Сплю. Снов не вижу, наяву грежу. Проклятый Богом и людьми, себе ненавистный. Могилой мне – камень, внутри – сухие кости и мертвая плоть. Ища спасения, обретаю тьму без теней и черную бездну. Кричу во все горло, но крик мой нем.
Год от Рождества Христова 1676-й, а счетом от Пагубы 374-й, выпал на високосный, предрекая великие беды и десять египетских кар. В високосный год Бог закрывает глаза, испытуя крепость веры людской, лишний день отдавая на откупление Сатане. Зима лютовала морозами, розоватое небо стекленело и лопалось, солнце потухло, снега заметали скаты бедняцких лачуг. В метелях слышался вой мертвецов. Волки пробирались за околицу и резали скот. Юродивые и монахи-расстриги, босые, грязные, покрытые рубищем и гнойными язвами, шатались по околоткам, пророча неурожаи и мор. Появлялись телята с шестью ногами, крестьяне полоумели и гнили живьем, у рожениц молоко скисало в грудях, исходили криком и умирали младенцы. Впервые за сотню лет замерзло Балтийское море, команды попавших в западню кораблей бросали суда с товаром и пробивались к земле, подальше от белого безумия и умертвий, прячущихся в пурге. Жители рыбацких селений убивали моряков без разбору и сжигали тела, ибо непонятно было, кто из них люди, а кто одержимые ледяными бесами кровожадные мертвецы. В Новгороде разразился невиданный голод, трупы лежали замерзшими грудами, ночью улицами правили безумцы, вкусившие человечины, у полиции не хватало сил, и ситуацию спасли только введенные в охваченный ужасом город войска. В Москве безумный царь Иван сжигал заживо ведьм, а из обрезанных у колдуний волос велел вить веревку длиной в четыре версты [1], по которой избранные взберутся на небеса и вымолят у Бога прощение для всей Русской земли. На юге орды порченых прорвали Большую засечную черту, выжгли три волости и большой кровью были разбиты на подступах к Самаре. В храмах, от заката до рассвета, били набат, отгоняя бесов и Черную смерть. Весны ждали как избавления…
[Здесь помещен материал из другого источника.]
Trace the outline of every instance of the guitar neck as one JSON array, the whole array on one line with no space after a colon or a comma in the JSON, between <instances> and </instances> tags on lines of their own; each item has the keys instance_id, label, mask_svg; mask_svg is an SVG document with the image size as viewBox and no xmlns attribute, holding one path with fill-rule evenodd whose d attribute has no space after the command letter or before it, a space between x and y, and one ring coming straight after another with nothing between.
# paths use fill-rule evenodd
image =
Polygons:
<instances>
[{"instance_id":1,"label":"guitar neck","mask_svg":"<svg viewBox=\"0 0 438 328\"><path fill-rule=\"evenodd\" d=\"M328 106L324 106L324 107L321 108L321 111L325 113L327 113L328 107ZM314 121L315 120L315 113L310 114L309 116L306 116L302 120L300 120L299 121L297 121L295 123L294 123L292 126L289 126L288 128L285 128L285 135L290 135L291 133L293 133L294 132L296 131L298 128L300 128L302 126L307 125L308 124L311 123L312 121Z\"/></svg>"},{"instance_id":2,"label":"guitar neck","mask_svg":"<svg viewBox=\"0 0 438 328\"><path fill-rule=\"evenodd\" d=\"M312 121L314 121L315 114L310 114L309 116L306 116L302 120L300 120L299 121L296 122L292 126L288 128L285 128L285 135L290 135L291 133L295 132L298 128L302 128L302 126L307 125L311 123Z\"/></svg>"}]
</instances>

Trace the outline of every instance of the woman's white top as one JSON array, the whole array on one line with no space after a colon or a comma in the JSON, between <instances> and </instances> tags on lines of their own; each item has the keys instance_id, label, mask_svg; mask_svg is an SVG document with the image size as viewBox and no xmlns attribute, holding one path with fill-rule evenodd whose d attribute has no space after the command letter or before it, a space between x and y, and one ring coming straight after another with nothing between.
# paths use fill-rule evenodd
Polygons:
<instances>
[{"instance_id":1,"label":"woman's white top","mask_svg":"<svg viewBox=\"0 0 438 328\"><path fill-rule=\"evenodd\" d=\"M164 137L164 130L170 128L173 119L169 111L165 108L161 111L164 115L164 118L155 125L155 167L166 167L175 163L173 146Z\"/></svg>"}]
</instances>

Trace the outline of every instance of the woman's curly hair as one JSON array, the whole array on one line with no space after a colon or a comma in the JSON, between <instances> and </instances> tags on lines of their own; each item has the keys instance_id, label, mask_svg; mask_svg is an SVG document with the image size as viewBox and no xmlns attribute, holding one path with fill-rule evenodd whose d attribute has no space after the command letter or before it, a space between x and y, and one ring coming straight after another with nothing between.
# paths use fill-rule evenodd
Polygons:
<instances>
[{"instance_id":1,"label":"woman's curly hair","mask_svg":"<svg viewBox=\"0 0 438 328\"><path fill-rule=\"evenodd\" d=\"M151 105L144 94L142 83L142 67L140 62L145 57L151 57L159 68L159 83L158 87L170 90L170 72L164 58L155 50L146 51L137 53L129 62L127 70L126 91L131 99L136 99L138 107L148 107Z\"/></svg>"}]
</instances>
Рух Бучила пробудился среди непроницаемой тьмы, пропитавшейся запахами склепа и гнили. Каменные стены сочились холодом. На миг почудилось, будто он закопан в могиле живьем. Глаза привыкали к потемкам, робкий сквозняк нес пресные ароматы талого снега, взрытой земли и пролившегося дождя. Рух сел, саваном вытянув за собой лохмотья седой пауты. Какой нынче месяц? Видно, апрель. Деревья и травы, очнувшись от спячки, жадно пили корнями живительный сок, пускали почки и завивали листы. Рух слышал, как копошатся мыши в полях и птица садится в гнездо. Отгуляна широкая и пьяная Масленица, сошла большая вода, зеленоволосые мавки завели хороводы в заповедных лесах, русалки выползли на припек из стылой торфяной глубины.
Весна – время надежды, радости и забот. А для Руха Бучилы и вовсе страда. Весной, кроме прочего, просыпаются заложные мертвецы. Из тех, что померли смертью дурной и Царствия Небесного так и не обрели. Вытаивают в распадках, царапают когтями стенки неглубоких могил, булькают в трясинах, увитые тиной, разбухшие, с животами, набитыми головастиком и ужом. Снедаемые голодом, стонут и грызут себе руки, алчут плоти живой. Ползут с перекрестков и поганых погостов к селам и деревням. А значит, время Руха Бучилы не вышло. Он еще нужен. Нужен мертвым и нужен живым.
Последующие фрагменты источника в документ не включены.